I am not a math wizard, so please keep your response simple enough. I need to complete a statistics screening exam for a methods course later on today, and I am hung up on one topic that came up during the practice test. The data set I got was in reference to the number of homicides that have occurred in a number of cities. The range of this data is 0-5. When I am putting together confidence intervals and calculating out as much as two standard deviations from the mean I am getting low values that are negative. Obviously you cannot have a negative number of homicides. When calculating the confidence intervals out to two standard deviations from the mean should I present the low value at ZERO or should I actually present the negative number? For example, if a 95% CI caused the calculation to be -1.5 to 3, would I present that or would I present 0 to 3? Thanks.
It appears unlikely to me that the question would require you to calculate two standard deviations of the data out from the mean - especially given that your data are unlikely to be even symmetric, much less normally distributed (since they are discrete). I see no interesting question that could really be answered by this calculation.
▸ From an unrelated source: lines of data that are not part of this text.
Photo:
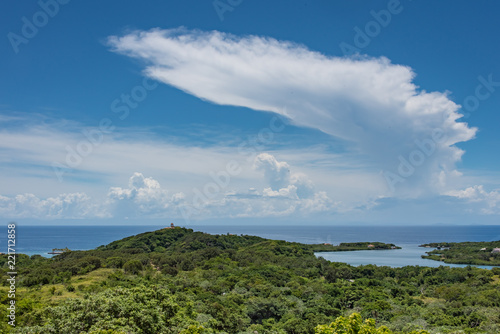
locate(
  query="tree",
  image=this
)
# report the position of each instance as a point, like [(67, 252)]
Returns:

It appears more likely that you are asked to give a confidence interval for the mean. This also involves calculating the standard deviations of the data, but then you calculate the standard error of the mean from this standard deviation by dividing by the square of the sample size and finally construct the confidence interval based on the standard error. This confidence interval is therefore much less likely to go beneath zero (and if it did, you should indeed truncate at zero). Note that the sampling distribution of the mean will be roughly normally distributed as sample size increases, which is why this interval actually answers an interesting question, namely where we expect the actual mean to lie.